Stelt als bijzondere voorwaarden dat:
  • de veroordeelde zich binnen vijf werkdagen na detentie meldt bij Reclassering van het Leger des Heils op het adres [adres 2]. De veroordeelde is verplicht zich gedurende de volledige proeftijd te blijven melden op afspraken met de reclassering, zolang de reclassering dit noodzakelijk acht;
  • de veroordeelde zich laat behandelen door Fivoor of een soortgelijke zorgverlener, te bepalen door de reclassering. De behandeling start direct na detentie. De behandeling duurt de gehele proeftijd of zoveel korter als de reclassering nodig vindt. De veroordeelde houdt zich aan de huisregels en de aanwijzingen die de zorgverlener geeft voor de behandeling. Het innemen van medicijnen kan onderdeel zijn van de behandeling;
  • de veroordeelde verblijft in [plek] of een andere instelling voor beschermd wonen of maatschappelijke opvang, te bepalen door de reclassering. Het verblijf start na detentie. Het verblijf duurt de gehele proeftijd of zoveel korter als de reclassering nodig vindt. De veroordeelde houdt zich aan de huisregels en het dagprogramma dat de instelling in overleg met de reclassering voor hem heeft opgesteld;
  • de veroordeelde meewerkt aan controle op het gebruik van alcohol en drugs om het middelengebruik te beheersen.
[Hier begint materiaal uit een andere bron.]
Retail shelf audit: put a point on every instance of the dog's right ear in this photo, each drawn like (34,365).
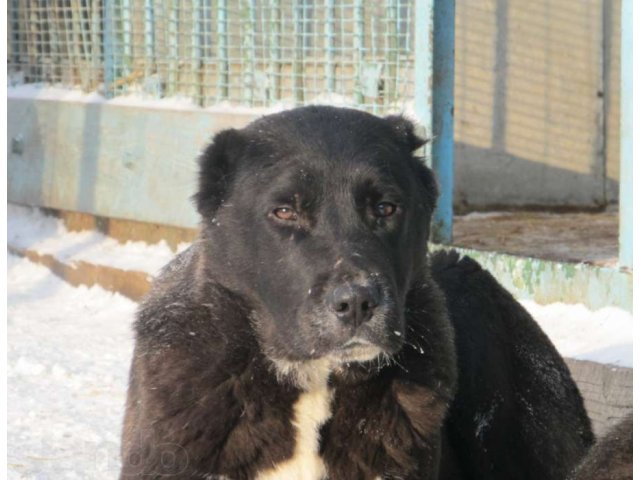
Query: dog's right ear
(217,167)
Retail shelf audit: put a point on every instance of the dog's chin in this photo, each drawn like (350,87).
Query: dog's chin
(356,350)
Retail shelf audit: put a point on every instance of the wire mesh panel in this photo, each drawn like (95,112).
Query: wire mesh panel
(236,52)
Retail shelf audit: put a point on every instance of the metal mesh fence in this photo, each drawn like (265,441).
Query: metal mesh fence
(242,52)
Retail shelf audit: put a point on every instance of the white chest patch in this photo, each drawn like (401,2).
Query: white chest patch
(310,412)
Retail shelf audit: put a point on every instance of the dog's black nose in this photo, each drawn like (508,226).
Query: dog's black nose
(354,303)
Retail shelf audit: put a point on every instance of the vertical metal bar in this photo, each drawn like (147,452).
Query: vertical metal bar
(359,50)
(392,44)
(107,45)
(172,41)
(196,51)
(329,69)
(149,34)
(442,116)
(298,63)
(249,52)
(423,64)
(125,50)
(95,43)
(222,89)
(434,64)
(274,50)
(625,255)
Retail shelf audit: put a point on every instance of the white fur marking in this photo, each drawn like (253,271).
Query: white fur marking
(311,411)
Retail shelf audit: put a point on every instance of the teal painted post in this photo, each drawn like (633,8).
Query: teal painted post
(434,70)
(126,45)
(442,116)
(274,50)
(625,255)
(359,50)
(423,64)
(197,20)
(249,26)
(172,41)
(330,68)
(222,89)
(149,34)
(108,48)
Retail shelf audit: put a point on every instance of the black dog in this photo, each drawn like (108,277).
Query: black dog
(305,334)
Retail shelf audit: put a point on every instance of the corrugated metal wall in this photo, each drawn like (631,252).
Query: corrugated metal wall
(537,87)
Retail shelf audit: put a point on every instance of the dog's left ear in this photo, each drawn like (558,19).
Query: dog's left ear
(405,135)
(217,168)
(404,132)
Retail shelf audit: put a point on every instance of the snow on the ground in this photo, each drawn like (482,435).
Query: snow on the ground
(68,356)
(603,336)
(29,228)
(137,97)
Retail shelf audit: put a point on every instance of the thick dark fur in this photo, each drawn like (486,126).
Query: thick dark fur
(208,395)
(612,457)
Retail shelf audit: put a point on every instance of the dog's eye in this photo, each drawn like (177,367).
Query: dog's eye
(384,209)
(285,213)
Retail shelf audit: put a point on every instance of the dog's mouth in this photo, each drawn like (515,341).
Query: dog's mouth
(358,350)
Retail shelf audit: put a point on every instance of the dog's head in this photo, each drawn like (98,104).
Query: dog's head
(318,216)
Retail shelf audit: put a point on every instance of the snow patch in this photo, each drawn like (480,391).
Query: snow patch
(29,228)
(68,357)
(603,336)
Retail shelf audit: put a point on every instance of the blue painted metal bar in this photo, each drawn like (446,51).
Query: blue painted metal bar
(197,18)
(358,41)
(222,87)
(149,37)
(126,45)
(274,49)
(423,64)
(625,255)
(107,45)
(249,27)
(329,68)
(172,44)
(442,116)
(434,70)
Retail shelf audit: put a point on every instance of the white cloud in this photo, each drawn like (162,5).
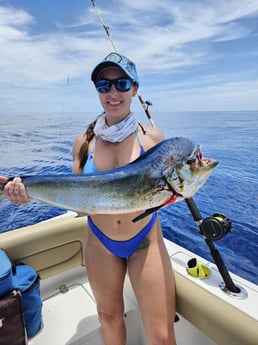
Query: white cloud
(162,37)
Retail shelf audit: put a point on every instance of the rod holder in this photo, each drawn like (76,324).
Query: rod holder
(229,284)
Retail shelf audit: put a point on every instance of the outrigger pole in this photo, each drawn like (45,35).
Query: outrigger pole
(146,104)
(210,228)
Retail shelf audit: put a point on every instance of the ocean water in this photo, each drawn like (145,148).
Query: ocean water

De reclassering kan urineonderzoek en ademonderzoek (blaastest) gebruiken voor de controle. De reclassering bepaalt hoe vaak de veroordeelde wordt gecontroleerd;
  • de veroordeelde meewerkt aan het aflossen van zijn schulden en het treffen van afbetalingsregelingen, ook als dit inhoudt dat hij moet meewerken aan schuldhulpverlening in het kader van de Wet Schuldsanering Natuurlijke Personen. De veroordeelde geeft de reclassering inzicht in zijn financiën en schulden;
  • de veroordeelde minimaal 24 uren per week een zinvolle en structurele dagbesteding heeft. De veroordeelde geeft de reclassering inzicht in zijn dagbesteding.
Geeft opdracht aan de reclassering tot het houden van toezicht op de naleving van voormelde bijzondere voorwaarde(n) en de veroordeelde ten behoeve daarvan te begeleiden.
Beveelt dat de tijd die door de verdachte vóór de tenuitvoerlegging van deze uitspraak in enige in artikel 27, eerste lid, van het Wetboek van Strafrecht bedoelde vorm van voorarrest is doorgebracht, bij de uitvoering van de opgelegde gevangenisstraf in mindering zal worden gebracht, voor zover die tijd niet reeds op een andere straf in mindering is gebracht.
Gelast de tenuitvoerlegging van de straf, voor zover voorwaardelijk opgelegd bij vonnis van de politierechter in de rechtbank Noord-Holland van 18 december 2018, parketnummer 15-245023-18, te weten van:
gevangenisstrafvoor de duur van
2 (twee) maanden.
Dit arrest is gewezen door de meervoudige strafkamer van het gerechtshof Amsterdam, waarin zitting hadden mr. H.A. van Eijk, mr. R.A.E. van Noort en mr. A.M.A. Keulen, in tegenwoordigheid van
mr. C. Roseboom, griffier, en is uitgesproken op de openbare terechtzitting van dit gerechtshof van
23 juni 2021.
De voorzitter en jongste raadsheer zijn buiten staat dit arrest mede te ondertekenen.